Figure 6 provides a bar chart summarizing the average AP@0.5 scores for each texture across these model categories. Our findings showed that optimizing adversarial textures on a combination of models from different architectures and sizes yielded the best transferability. Specifically, the texture optimized on the combination of YOLOv8n, YOLOv5m, and YOLOv3 achieved the lowest average AP@0.5 of 0.0972 across all tested models. This is more than 0.11 less than single-model textures (0.1148 less than YOLOv8n and 0.1480 less than YOLOv8x).

In addition to the evaluation under normal lighting conditions, we also tested the performance of the adversarial textures in low-light (night) conditions, as shown in Figure 7. This figure presents the same evaluation as in Figure 6, but with images taken at night. As expected, the average AP@0.5 scores were higher under these conditions, likely due to the absence of night images in the training dataset. The results also show that the AP@0.5 scores of different textures do not follow the same trend observed in Figure 6. Specifically, some textures, such as those optimized on YOLOv8 models, were more robust to low-light conditions than those optimized on YOLOv5 models. Nonetheless, the texture optimized using the combination of YOLOv8n, YOLOv5m, and YOLOv3 continued to perform the best, achieving the lowest average AP@0.5 (0.2636), even in low-light scenarios.

5. Discussion

Our experiments demonstrate that adversarial textures optimized using multiple models exhibit superior transferability across a wide range of object detection architectures. In particular, the combination of YOLOv8n, YOLOv5m, and YOLOv3 in the optimization process produced the most effective adversarial textures, achieving the lowest average AP@0.5 scores.

The performance of this particular model combination can be attributed to the diversity in both the architecture and model size. YOLOv3 represents an earlier generation with a distinct architectural design compared to YOLOv5 and YOLOv8. By including models from different generations and architectural families, the adversarial textures learn to exploit common weaknesses that are not specific to a single model type.

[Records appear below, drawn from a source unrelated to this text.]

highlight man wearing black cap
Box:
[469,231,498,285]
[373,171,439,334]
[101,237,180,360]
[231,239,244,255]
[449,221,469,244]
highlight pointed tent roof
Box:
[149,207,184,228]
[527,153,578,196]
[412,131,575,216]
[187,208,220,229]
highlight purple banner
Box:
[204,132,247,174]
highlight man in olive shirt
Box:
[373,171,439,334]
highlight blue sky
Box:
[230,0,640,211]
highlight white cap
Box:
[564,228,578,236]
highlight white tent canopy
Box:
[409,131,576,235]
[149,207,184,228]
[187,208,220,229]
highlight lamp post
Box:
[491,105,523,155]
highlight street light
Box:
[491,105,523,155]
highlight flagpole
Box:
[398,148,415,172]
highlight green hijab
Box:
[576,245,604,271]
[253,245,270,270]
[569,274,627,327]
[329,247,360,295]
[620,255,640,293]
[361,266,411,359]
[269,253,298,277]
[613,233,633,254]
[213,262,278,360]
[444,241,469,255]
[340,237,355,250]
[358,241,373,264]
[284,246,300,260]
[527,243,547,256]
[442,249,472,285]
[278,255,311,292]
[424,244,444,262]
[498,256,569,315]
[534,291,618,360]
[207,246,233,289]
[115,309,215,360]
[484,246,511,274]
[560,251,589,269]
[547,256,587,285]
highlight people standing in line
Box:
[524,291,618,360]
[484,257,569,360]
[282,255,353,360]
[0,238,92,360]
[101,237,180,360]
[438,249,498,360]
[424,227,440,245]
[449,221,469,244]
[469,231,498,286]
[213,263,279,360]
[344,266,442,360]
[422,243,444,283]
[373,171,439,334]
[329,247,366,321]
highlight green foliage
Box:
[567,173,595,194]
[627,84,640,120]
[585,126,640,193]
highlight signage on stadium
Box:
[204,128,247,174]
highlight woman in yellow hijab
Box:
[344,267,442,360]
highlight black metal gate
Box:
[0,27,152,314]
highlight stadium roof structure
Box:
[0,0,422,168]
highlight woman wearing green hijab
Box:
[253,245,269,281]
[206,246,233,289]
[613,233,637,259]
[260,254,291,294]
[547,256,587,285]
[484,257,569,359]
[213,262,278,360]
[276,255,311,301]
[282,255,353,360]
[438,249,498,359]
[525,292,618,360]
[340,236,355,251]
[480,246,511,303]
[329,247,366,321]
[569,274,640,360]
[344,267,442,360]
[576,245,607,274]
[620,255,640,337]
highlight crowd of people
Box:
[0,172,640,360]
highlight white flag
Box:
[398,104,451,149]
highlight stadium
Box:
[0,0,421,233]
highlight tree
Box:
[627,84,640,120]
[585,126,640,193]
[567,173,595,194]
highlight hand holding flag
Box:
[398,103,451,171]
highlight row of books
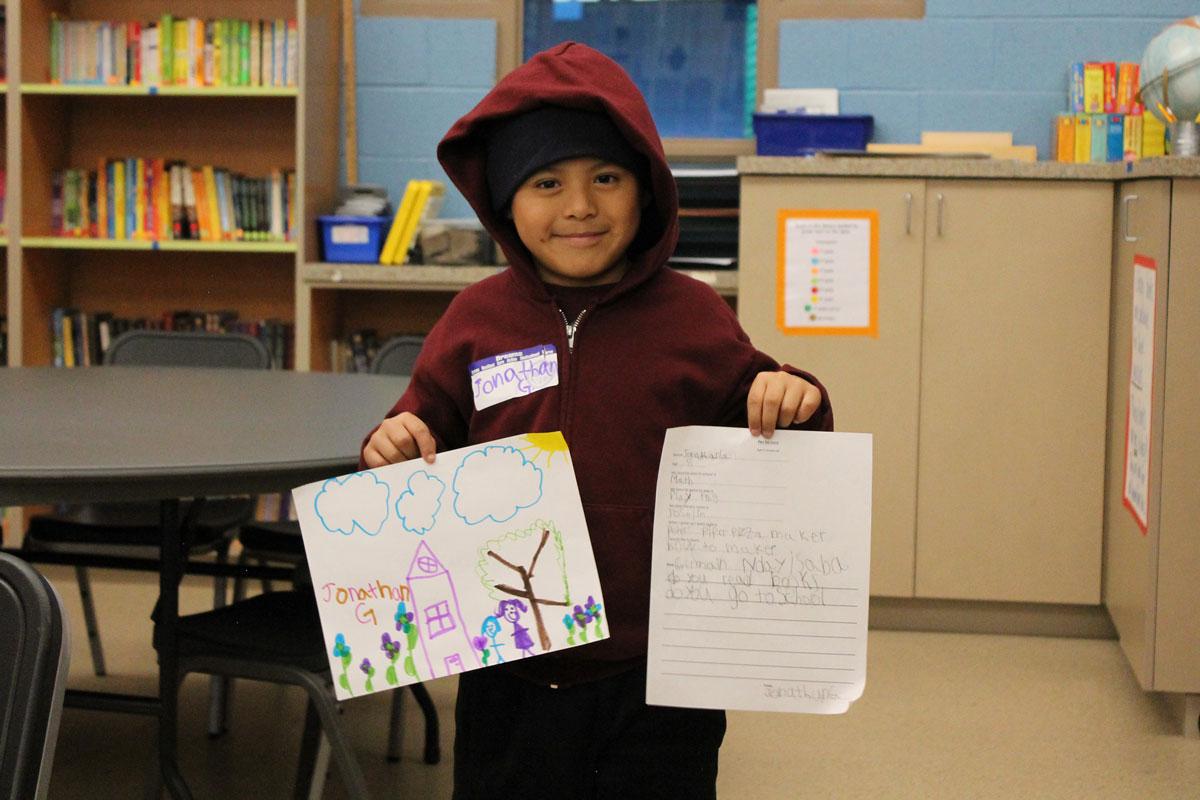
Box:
[1067,61,1141,114]
[50,307,294,369]
[1054,113,1166,164]
[379,180,446,264]
[50,14,300,86]
[50,158,295,241]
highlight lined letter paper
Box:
[646,426,871,714]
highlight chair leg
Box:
[293,698,324,800]
[409,684,442,764]
[209,540,233,739]
[305,736,332,800]
[388,688,404,764]
[258,559,275,594]
[290,675,371,800]
[76,566,108,676]
[233,551,250,602]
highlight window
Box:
[524,0,757,139]
[425,600,457,639]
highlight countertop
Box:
[738,156,1200,181]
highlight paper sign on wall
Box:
[293,432,608,699]
[1123,255,1158,534]
[775,209,880,336]
[646,426,871,714]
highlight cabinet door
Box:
[1151,180,1200,690]
[1104,180,1171,688]
[917,181,1112,603]
[738,176,924,597]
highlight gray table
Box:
[0,367,408,798]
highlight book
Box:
[1068,61,1084,114]
[1084,61,1104,114]
[1075,114,1092,164]
[391,180,445,265]
[180,166,200,239]
[1124,114,1142,161]
[379,180,420,264]
[1088,114,1109,163]
[188,167,214,241]
[1141,114,1166,158]
[1116,61,1141,114]
[1100,61,1117,114]
[1106,114,1126,161]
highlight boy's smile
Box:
[512,157,642,287]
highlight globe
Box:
[1141,17,1200,122]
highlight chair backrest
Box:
[104,331,271,369]
[0,553,70,800]
[371,336,425,375]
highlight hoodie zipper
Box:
[558,308,588,353]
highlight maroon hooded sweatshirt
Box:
[364,42,833,685]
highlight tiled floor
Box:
[48,570,1200,800]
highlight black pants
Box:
[454,668,725,800]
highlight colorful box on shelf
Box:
[754,112,875,156]
[317,213,388,264]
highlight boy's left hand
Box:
[746,372,821,439]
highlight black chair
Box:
[22,330,271,675]
[0,553,70,800]
[371,336,425,375]
[223,336,442,764]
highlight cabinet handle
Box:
[1121,194,1139,242]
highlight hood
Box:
[438,42,679,296]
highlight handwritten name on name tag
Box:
[470,344,558,411]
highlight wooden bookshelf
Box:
[20,83,299,97]
[0,0,341,368]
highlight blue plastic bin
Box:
[754,112,875,156]
[317,213,388,264]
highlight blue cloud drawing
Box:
[313,473,391,536]
[396,470,446,536]
[451,445,542,525]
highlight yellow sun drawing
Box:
[521,431,566,467]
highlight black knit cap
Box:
[486,106,648,213]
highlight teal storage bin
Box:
[754,112,875,156]
[317,213,388,264]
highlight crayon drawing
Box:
[293,432,607,699]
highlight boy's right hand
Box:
[362,411,438,469]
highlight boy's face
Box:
[511,157,642,287]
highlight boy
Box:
[362,42,833,800]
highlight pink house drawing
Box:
[408,542,480,678]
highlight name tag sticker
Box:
[470,344,558,411]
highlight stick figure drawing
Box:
[496,600,533,658]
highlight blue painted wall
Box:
[354,17,496,217]
[355,0,1200,205]
[779,0,1200,158]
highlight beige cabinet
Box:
[738,175,1112,604]
[1104,179,1200,700]
[738,175,925,597]
[917,181,1112,604]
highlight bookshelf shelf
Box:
[20,236,296,253]
[300,263,504,291]
[20,83,299,97]
[300,263,738,297]
[0,0,342,369]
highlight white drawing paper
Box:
[646,426,871,714]
[293,432,608,699]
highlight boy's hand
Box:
[362,411,438,469]
[746,372,821,439]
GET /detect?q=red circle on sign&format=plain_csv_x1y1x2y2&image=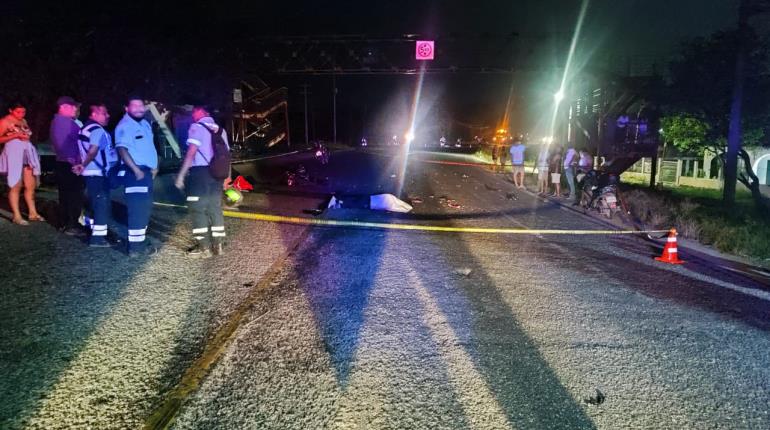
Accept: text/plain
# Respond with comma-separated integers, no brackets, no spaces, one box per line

417,43,433,57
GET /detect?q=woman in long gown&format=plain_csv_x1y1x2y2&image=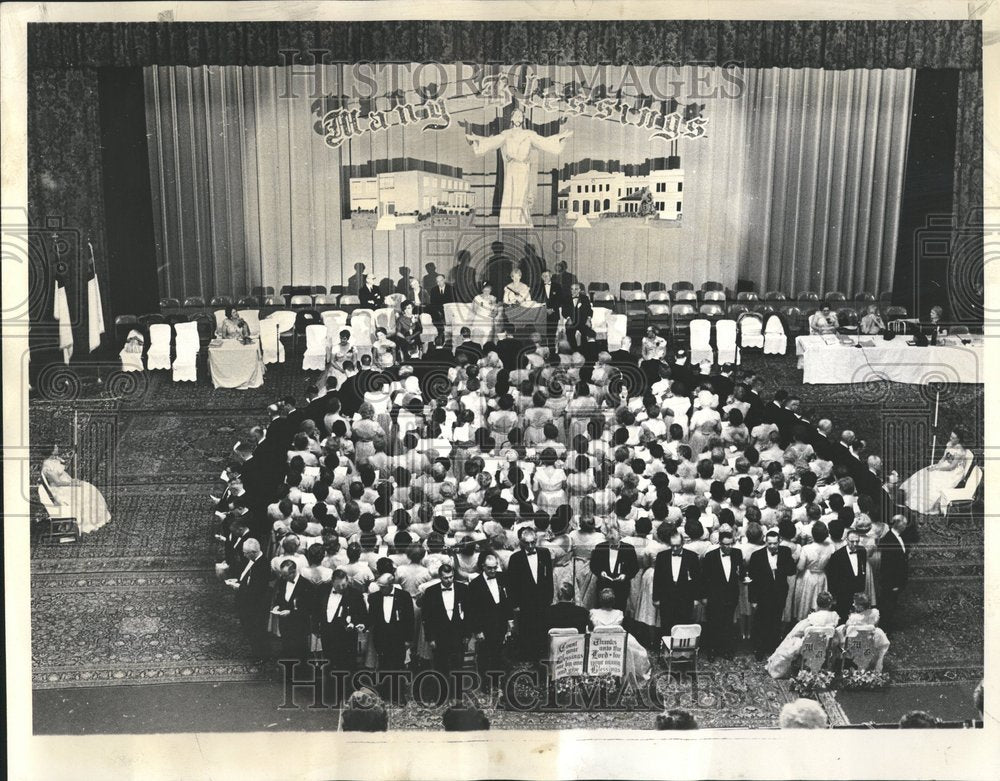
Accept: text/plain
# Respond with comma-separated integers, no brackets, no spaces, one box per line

Furthermore, incorporating models of varying sizes—nano (YOLOv8n) and medium (YOLOv5m)—ensures that the textures generalize across different model capacities. Smaller models tend to have limited feature representation capabilities due to fewer parameters, while larger models capture more complex features. Optimizing across this spectrum allows adversarial textures to disrupt both simple and complex feature detectors.

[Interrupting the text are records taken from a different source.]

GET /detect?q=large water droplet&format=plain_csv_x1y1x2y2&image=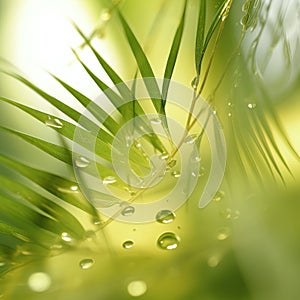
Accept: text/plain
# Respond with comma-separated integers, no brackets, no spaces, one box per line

157,232,180,250
155,209,176,224
171,171,181,178
184,134,198,144
191,76,199,90
28,272,51,293
127,280,147,297
101,9,111,21
150,118,161,125
79,258,95,270
217,227,230,241
247,103,256,109
121,206,135,216
213,191,225,202
103,176,117,184
159,152,169,160
207,255,220,268
122,241,134,249
75,156,90,168
45,117,63,128
57,185,79,194
61,232,72,243
220,208,232,220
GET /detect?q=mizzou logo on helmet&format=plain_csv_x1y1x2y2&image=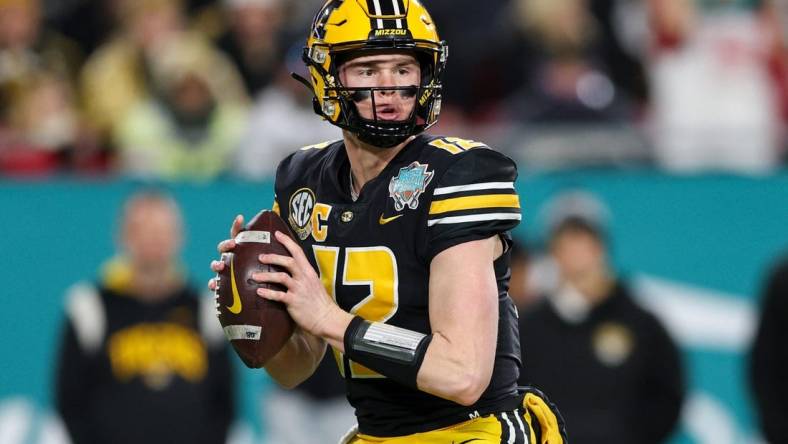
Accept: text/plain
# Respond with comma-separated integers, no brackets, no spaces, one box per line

373,29,408,37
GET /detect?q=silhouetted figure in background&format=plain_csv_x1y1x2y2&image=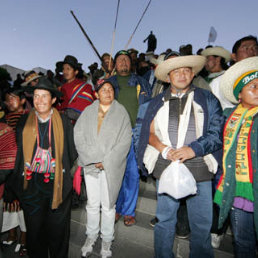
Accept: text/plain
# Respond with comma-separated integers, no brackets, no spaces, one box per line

143,31,157,52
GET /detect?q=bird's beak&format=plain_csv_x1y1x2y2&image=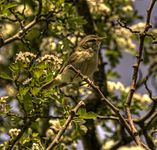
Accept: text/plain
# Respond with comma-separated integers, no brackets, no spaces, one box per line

97,37,106,41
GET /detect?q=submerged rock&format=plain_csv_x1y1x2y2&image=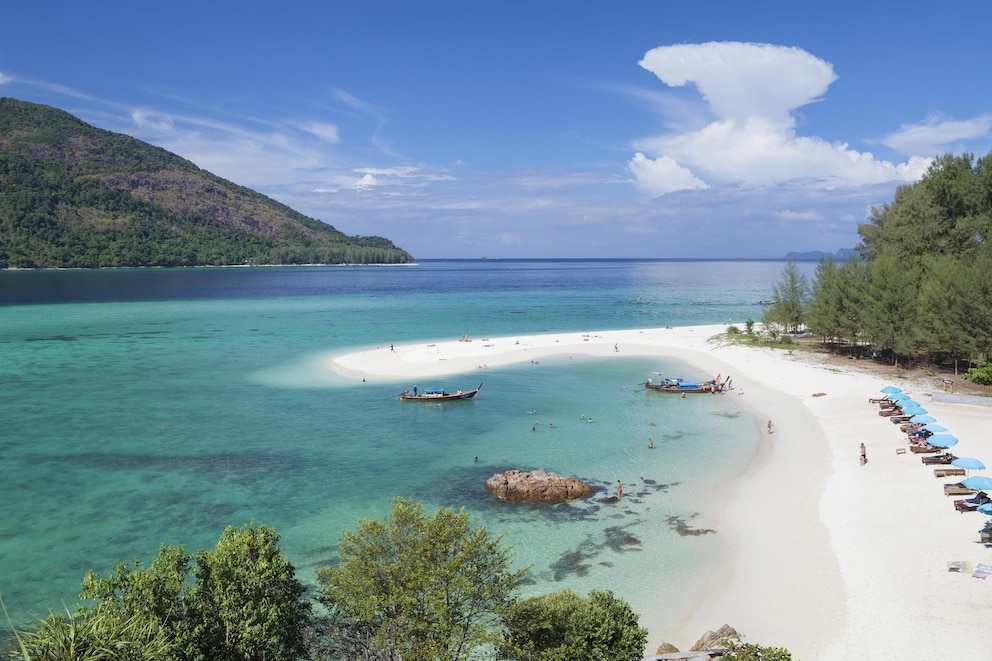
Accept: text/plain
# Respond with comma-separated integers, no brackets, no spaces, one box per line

486,468,595,503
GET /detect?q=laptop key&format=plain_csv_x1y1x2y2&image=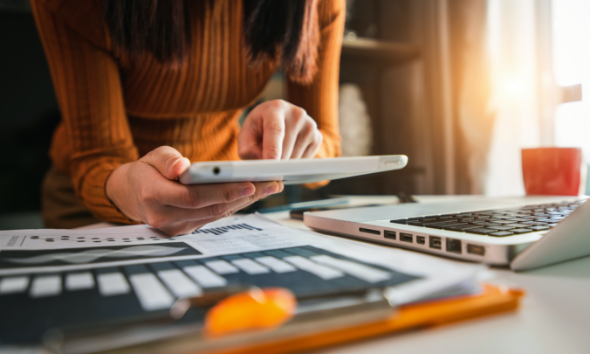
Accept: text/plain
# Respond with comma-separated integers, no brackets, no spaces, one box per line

Regarding the generalizability to transformer-based models, our findings indicate that adversarial textures optimized on convolutional neural networks (CNNs) can effectively deceive transformer-based detectors like DINO and RT-DETR. This suggests that despite architectural differences, both CNNs and transformers share underlying mechanisms in feature representation and pattern recognition. Adversarial textures that alter feature extraction in CNNs can also mislead self-attention mechanisms in transformers by introducing deceptive patterns that alter attention weights, leading to incorrect or missed detections. The success against transformer models highlights the adversarial textures’ ability to target fundamental aspects of object detection, such as localization and classification, that are common across architectures.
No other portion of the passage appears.